After the holiday is a good time for a reminder about chocolate toxicity in dogs and cats. Chocolate contains Methylxanthine Theobromine which is a stimulant that is similar to caffeine; it is a diuretic, smooth muscle relaxant, heart stimulant and blood vessel dilator. In people this is usually not a problem, but for a dog or cat it can be a huge problem, it could even be fatal.

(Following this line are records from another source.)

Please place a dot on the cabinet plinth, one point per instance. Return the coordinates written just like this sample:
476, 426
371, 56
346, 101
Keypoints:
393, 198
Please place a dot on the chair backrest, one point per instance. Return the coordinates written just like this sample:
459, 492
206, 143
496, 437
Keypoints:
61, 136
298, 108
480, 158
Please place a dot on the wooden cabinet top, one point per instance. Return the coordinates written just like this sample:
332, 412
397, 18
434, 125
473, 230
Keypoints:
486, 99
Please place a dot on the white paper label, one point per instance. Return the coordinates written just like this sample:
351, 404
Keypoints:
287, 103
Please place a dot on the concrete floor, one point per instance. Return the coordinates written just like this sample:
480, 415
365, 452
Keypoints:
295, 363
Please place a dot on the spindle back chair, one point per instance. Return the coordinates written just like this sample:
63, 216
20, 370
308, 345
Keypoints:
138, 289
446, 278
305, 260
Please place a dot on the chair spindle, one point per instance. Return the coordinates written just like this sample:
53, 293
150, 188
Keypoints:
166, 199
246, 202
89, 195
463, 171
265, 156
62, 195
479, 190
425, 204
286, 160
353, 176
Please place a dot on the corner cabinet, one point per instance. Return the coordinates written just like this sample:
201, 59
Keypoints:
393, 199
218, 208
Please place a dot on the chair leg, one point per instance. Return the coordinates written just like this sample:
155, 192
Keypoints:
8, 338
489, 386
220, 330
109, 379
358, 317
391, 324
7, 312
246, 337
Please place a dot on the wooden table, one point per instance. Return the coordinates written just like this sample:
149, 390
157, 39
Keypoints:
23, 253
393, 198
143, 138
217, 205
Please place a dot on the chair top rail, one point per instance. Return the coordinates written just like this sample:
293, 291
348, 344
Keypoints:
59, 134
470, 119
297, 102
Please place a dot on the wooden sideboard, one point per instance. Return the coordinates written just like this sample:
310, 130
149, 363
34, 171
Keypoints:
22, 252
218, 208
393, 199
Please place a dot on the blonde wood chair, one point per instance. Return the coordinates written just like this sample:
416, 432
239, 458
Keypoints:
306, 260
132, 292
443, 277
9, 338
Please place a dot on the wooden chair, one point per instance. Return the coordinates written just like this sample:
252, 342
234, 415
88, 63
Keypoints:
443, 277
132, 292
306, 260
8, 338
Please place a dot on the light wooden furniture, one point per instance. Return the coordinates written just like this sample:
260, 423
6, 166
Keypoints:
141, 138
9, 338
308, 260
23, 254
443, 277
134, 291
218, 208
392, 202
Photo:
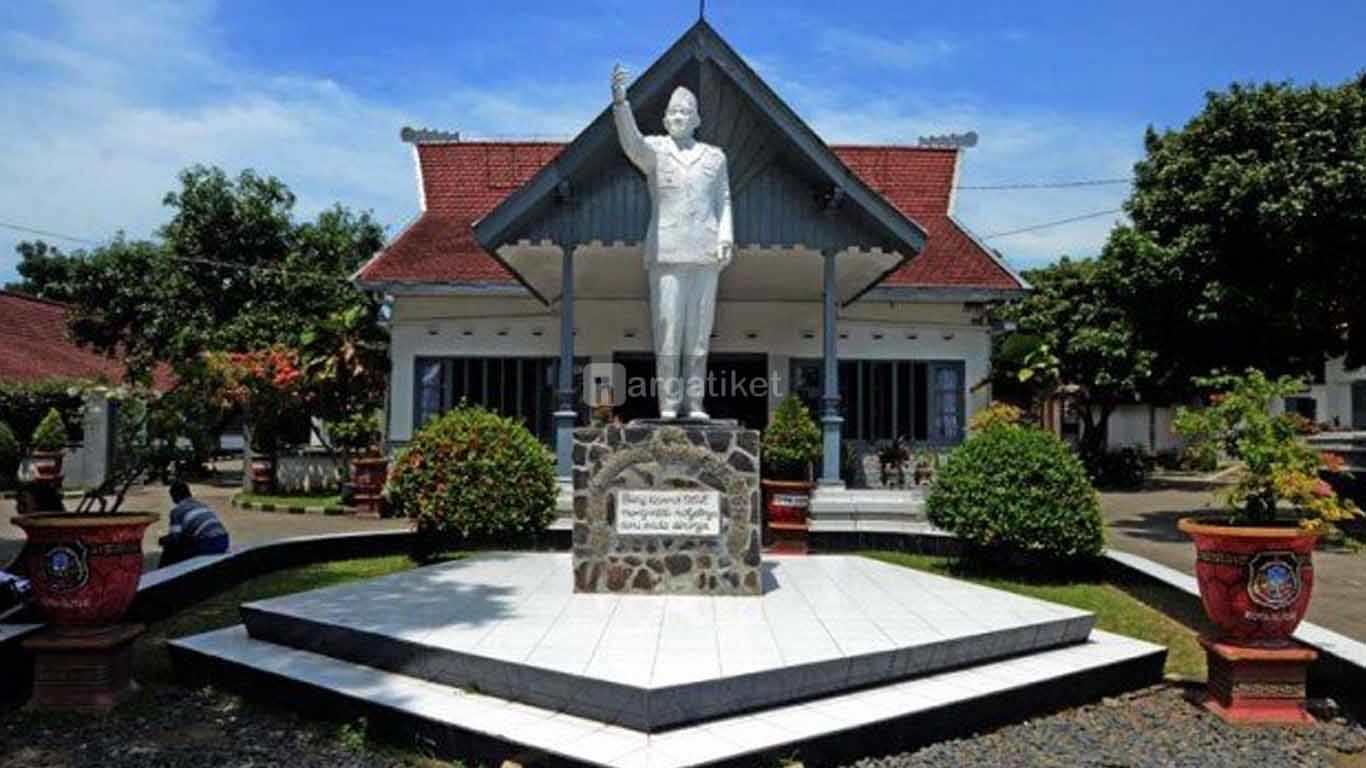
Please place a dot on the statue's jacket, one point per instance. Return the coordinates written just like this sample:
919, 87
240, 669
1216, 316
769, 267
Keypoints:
690, 196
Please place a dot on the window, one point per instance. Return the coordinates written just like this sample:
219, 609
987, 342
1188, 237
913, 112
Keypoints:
887, 399
517, 387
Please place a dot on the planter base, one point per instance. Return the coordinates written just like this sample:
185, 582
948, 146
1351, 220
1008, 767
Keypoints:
1251, 685
788, 539
86, 671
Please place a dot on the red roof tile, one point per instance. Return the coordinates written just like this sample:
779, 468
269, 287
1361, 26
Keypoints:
465, 181
34, 346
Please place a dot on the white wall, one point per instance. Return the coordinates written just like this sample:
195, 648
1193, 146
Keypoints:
1139, 424
517, 327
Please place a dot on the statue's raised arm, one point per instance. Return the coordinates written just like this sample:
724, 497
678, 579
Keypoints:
633, 144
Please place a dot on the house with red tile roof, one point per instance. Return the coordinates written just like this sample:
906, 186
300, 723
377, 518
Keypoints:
525, 258
34, 347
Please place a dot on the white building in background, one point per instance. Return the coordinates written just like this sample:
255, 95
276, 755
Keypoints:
511, 238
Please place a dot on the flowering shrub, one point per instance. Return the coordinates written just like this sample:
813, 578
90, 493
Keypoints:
791, 442
51, 435
1280, 466
264, 383
1016, 488
473, 474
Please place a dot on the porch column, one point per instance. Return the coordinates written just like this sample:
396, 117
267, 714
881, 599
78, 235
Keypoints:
831, 420
566, 413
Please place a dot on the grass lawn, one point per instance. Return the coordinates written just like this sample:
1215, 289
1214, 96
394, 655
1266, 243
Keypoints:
1131, 608
299, 500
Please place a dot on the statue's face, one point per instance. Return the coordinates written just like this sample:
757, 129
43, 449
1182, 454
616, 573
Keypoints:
680, 118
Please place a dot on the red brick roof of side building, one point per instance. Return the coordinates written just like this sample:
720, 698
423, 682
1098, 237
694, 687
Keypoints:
34, 346
463, 181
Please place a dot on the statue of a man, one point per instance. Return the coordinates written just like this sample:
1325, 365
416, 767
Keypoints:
689, 242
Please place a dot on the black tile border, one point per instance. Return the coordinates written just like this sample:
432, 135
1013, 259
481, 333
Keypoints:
952, 720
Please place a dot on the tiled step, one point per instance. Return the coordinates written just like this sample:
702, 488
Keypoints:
511, 626
967, 697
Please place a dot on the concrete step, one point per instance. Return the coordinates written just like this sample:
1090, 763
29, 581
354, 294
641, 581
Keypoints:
925, 708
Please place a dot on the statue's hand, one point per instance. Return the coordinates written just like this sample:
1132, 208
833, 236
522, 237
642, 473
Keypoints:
724, 252
619, 75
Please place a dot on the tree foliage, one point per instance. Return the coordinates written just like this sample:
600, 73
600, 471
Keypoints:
1249, 232
230, 271
45, 272
1070, 331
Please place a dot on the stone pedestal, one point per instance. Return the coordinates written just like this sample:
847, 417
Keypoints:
1257, 685
667, 507
90, 671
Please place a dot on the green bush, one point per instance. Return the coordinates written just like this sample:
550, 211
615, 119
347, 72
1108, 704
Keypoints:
10, 455
1021, 489
473, 474
51, 435
791, 442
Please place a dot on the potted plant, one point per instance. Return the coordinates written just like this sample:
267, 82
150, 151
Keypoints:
85, 565
358, 437
1254, 562
791, 443
49, 444
892, 462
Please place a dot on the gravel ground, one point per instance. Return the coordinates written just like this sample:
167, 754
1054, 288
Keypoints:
1154, 727
171, 726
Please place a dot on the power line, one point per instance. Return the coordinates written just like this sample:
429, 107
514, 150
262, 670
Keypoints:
47, 232
1047, 185
1057, 223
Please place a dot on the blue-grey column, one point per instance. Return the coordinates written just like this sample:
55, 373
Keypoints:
831, 421
566, 413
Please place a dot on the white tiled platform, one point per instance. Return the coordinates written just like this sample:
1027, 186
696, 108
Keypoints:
728, 738
512, 626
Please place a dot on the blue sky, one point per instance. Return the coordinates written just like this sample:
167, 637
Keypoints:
105, 100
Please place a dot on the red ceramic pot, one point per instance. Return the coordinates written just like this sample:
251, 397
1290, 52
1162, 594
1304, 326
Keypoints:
368, 476
787, 500
47, 466
85, 567
1254, 582
262, 474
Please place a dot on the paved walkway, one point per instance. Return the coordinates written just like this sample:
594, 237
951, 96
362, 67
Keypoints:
245, 526
1144, 522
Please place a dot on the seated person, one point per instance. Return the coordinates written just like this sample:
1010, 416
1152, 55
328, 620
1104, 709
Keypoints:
194, 529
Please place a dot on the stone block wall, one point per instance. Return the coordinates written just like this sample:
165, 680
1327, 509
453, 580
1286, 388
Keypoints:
661, 457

The affect on a pet depends on its weight and the amount of chocolate ingested. Type of chocolate also plays a factor because the Theobromine quantity is higher in dark chocolate than milk chocolate and is extremely low in white chocolate. If a pet is suspected of ingesting chocolate, especially a large quantity, it should be seen by a veterinarian right away. If caught early enough, and taken in right away, a veterinarian might be able to induce vomiting in order to avoid dangerous symptoms.
Symptoms of chocolate toxicity include; restlessness, panting, extreme thirst, vomiting, drooling, diarrhea and even seizures. A dog or cat with these symptoms needs to be seen immediately by a veterinarian for treatment. Treatment of chocolate toxicity depends on the case, but can include; activated charcoal which helps to block absorption, fluids to dilute what is in the system, and monitoring of vitals.
As with all toxic substances the best rule is avoidance. So keep all chocolate up and away in order to keep a healthy pet.